The book is as entertaining as The Botany of Desire (2001), in which he looked at the story of apples, potatos, tulips, and marijuana from the plants' perspective. Here he takes on corn, grass, meat, and fungus, and once again we benefit from his careful research and introspection (the latter, occasionally laid on a little thick, for my taste). He also does a great deal of field observation, visiting the food factories and farms, talking to many different kinds of people, gathering mushrooms, and even slitting some chicken necks himself, and shooting a wild boar.  He describes much of this so well I felt I had done it too.

His best field trips included a large sustainable farm in Virginia where production is high, costs are relatively low, waste is almost nil, and the animals are mostly content. It's most impressive in the cleverness with which it all works, and the owner explains that in detail.  It's a stark contrast to some of the more corporate operations - like a standard corn-fed feedlot, a poultry farm, even an organic farm that turned out to be pretty much like the others. In these chapters the moral dilemmas come into the sharpest focus.

Food -- if you haven't noticed --  has become a new moral battleground, and when Pollan disparaged the new methods, and the lower quality of food they sometimes produce at times I felt he didn't fully appreciate the countervailing moral implications of the much larger quantities turned out now.  All that food is a good thing, too.  When he marveled that corn production increased from 75 bu/acre in 1950 to 180 in 2006 (140% increase, and often to the detriment of small time farmers), he didn't mention that world population increased by 172% in the same period.   Sometimes I though it was a little one-sided because the older methods could not easily produce the food we need now.  Hybrid vigor, that gives us pumped up ears of corn, is itself infertile.  That's not a Monsanto conspiracy -- as he intimates -- it is a fact of nature.  Vigorous hybrids, like mules, are often -- oddly -- infertile.  In the end it appears he was sometimes just exploring some of the more extreme views of his interviewees, as his own conclusions seemed balanced and reasonable, in my opinion.  As a reader I felt I had been treated fairly.

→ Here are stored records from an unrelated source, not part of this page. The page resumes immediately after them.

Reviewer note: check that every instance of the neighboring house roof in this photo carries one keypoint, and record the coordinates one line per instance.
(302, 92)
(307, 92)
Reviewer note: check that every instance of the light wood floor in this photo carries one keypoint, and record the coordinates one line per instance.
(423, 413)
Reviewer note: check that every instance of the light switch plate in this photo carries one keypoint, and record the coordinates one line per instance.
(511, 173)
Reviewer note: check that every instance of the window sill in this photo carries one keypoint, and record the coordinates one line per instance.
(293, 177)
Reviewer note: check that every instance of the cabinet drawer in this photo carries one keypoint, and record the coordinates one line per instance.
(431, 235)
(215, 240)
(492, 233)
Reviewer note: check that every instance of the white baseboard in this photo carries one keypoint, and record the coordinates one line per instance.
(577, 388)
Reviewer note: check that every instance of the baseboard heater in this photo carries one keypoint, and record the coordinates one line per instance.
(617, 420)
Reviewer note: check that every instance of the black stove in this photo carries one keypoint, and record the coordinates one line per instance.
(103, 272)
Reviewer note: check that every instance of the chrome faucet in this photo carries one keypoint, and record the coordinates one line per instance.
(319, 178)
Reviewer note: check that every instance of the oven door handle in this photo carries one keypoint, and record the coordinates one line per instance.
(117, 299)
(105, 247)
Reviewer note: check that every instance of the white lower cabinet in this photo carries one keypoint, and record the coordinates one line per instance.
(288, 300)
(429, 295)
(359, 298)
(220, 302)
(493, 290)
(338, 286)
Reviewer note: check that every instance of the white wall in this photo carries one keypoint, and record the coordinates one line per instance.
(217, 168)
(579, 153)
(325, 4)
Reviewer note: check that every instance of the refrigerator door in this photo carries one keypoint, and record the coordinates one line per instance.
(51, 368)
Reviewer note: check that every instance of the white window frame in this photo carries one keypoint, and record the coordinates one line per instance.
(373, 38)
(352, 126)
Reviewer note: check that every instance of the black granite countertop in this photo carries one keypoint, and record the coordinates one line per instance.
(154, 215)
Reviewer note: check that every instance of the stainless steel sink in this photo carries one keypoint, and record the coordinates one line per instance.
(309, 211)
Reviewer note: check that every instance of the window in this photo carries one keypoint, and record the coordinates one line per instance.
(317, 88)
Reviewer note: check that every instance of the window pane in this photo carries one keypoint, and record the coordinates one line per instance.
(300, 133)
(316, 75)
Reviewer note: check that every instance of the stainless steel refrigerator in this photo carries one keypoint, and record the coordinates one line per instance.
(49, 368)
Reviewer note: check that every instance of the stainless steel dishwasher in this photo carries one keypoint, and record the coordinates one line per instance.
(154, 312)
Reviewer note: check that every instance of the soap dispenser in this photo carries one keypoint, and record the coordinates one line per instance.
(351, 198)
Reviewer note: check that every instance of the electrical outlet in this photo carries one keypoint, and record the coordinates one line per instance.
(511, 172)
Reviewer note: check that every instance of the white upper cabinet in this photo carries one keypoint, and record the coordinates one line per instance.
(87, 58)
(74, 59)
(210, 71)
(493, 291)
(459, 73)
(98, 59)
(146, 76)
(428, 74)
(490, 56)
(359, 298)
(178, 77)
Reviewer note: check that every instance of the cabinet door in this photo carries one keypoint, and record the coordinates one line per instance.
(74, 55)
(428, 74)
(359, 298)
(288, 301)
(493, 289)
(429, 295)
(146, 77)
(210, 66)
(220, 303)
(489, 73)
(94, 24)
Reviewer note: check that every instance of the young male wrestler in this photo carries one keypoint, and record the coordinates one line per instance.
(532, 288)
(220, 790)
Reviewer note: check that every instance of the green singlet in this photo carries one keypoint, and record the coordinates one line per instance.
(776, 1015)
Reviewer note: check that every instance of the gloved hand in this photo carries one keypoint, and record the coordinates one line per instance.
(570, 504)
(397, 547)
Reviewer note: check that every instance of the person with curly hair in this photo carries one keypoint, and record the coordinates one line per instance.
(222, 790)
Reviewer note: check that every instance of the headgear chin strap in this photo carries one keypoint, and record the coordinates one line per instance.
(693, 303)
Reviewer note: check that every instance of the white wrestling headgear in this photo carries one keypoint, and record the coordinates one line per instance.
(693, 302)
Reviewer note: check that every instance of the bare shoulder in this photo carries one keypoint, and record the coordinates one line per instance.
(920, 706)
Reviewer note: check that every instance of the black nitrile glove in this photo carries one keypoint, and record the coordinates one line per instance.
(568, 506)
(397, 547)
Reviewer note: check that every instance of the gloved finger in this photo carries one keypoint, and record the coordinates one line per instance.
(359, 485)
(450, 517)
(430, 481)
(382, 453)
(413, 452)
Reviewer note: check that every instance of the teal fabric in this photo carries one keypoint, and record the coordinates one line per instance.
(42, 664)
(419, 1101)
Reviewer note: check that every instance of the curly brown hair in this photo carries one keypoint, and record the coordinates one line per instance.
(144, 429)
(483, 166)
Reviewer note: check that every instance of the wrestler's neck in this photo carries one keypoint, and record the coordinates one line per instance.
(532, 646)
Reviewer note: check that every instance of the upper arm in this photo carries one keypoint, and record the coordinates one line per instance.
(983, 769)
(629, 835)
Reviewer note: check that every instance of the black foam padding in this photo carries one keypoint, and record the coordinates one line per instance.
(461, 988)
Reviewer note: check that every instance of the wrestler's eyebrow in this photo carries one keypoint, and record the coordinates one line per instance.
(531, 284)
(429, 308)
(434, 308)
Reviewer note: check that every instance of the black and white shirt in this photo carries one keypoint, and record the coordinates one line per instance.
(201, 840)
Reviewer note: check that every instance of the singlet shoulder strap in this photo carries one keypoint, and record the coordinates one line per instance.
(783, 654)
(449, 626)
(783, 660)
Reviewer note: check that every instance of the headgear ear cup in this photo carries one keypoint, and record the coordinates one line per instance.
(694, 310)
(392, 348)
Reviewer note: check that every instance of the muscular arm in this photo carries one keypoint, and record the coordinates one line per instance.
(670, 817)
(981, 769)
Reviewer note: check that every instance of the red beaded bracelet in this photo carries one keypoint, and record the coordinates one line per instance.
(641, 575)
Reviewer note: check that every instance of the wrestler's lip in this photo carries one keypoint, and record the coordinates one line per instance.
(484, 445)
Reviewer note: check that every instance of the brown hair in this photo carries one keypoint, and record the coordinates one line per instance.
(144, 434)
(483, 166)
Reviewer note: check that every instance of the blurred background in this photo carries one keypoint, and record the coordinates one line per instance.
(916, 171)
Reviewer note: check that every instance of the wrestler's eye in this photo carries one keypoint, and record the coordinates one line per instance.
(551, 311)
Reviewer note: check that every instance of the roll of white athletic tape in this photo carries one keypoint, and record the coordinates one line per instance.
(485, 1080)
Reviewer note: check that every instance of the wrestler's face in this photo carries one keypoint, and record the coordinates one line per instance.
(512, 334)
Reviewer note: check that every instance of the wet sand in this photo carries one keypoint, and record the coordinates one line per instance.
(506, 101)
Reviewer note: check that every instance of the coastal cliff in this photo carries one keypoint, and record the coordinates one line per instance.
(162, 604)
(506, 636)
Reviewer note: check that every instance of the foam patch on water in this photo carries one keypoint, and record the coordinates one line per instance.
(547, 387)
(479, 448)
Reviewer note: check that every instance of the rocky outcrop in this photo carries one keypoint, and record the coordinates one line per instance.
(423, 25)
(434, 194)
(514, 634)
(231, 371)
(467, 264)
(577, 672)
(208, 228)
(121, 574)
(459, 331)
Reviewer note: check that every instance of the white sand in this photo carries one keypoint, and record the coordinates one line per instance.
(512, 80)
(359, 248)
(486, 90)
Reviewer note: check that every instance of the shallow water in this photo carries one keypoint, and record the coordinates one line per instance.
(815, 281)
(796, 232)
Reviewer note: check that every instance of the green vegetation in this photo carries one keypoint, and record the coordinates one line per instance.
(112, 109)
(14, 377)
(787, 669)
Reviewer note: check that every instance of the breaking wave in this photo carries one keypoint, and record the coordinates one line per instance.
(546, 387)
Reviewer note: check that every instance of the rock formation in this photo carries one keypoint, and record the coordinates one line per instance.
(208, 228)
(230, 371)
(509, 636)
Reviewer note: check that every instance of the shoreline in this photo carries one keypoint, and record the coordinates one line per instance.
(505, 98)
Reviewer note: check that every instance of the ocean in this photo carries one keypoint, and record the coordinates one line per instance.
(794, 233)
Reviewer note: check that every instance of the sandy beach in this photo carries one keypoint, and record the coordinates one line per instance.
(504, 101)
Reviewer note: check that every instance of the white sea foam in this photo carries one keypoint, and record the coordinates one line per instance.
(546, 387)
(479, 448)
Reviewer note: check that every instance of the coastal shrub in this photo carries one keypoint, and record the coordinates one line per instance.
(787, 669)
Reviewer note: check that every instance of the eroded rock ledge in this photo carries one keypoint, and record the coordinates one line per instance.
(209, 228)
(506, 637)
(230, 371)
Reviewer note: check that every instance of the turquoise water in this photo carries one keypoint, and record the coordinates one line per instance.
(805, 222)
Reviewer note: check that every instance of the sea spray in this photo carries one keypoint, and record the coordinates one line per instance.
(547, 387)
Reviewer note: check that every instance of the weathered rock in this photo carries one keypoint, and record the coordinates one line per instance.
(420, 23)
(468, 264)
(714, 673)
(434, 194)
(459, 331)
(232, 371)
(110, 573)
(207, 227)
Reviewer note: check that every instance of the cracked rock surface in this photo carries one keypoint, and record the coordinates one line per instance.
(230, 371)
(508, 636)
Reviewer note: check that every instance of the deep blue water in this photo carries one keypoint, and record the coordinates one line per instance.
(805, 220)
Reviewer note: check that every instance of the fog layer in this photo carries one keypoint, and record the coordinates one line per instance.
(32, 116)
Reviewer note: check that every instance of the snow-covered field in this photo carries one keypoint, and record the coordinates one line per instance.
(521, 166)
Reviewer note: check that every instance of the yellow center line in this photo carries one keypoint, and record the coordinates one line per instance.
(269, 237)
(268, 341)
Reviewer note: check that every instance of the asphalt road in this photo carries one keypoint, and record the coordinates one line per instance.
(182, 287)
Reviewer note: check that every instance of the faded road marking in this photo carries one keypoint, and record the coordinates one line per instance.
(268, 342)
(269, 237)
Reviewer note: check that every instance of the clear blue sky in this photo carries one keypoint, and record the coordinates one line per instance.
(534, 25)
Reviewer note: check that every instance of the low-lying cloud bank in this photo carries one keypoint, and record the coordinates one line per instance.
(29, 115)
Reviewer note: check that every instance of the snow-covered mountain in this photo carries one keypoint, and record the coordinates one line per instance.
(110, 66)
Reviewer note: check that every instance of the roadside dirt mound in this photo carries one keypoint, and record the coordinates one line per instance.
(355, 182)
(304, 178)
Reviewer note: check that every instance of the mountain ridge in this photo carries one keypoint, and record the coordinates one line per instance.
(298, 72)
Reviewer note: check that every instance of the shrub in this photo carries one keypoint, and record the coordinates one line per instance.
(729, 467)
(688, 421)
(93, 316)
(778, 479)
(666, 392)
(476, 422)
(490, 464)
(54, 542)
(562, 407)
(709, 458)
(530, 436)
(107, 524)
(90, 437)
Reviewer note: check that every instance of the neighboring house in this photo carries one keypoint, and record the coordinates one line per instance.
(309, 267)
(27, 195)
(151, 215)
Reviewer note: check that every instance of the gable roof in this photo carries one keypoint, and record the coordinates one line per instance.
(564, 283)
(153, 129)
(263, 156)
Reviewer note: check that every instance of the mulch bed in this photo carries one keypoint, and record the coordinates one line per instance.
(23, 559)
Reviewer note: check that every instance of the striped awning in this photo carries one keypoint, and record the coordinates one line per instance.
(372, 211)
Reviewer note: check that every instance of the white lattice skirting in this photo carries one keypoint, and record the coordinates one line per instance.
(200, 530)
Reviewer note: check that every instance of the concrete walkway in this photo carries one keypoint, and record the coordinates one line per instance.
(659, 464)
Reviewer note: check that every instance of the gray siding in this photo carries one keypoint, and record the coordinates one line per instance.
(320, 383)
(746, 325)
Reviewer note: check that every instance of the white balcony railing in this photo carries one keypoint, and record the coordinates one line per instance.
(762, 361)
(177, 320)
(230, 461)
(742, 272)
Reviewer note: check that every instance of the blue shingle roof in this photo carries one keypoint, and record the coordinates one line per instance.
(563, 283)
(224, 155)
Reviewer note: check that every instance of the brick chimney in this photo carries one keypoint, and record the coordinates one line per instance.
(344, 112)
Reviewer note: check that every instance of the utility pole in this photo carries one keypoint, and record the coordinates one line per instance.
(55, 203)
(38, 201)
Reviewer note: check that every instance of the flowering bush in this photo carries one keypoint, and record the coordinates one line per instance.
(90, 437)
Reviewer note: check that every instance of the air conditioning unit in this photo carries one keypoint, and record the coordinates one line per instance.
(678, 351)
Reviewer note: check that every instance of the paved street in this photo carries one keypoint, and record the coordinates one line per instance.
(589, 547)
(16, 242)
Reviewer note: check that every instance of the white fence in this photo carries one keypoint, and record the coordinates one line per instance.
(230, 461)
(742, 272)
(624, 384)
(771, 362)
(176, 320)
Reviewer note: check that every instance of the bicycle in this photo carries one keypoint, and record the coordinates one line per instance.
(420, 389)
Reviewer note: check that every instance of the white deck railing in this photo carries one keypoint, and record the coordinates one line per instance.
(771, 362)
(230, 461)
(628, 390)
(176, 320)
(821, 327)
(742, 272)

First, it's corn's dizzying ascendency as a food source, with the field trip to a chemical plant that rips the kernal pulp apart, sending it out in a tangle of different spigots -- some headed for the gas tank, others to the various mixers of myriad foodstuffs, others to make non-edibles.   There's a good discussion of the political and economic forces driving the corn industry too.  In the second section, on  "grass," he works on a the sustainable Virginia farm, among other things. When it comes to meat, he compares the sustainable approach to that in a large organic poultry operation, a feedlot, and commercial slaughterhouse, and more.   And all through the book he comments on underlying philosophical issues.

And the section of fungus (mushrooms) is interesting from a botanical perspective, mostly.  It could have been in The Botany of Desire.  In the end he pulls the story together by describing his "perfect meal" made up of perfect ingredients, served to perfect guests.  That just seemed unnecessary, to me but by that time I'd had a good enough intellectual and philosophical material to chew on - enough food for thought, you might say - to forgive him a little retrospective self-indulgence.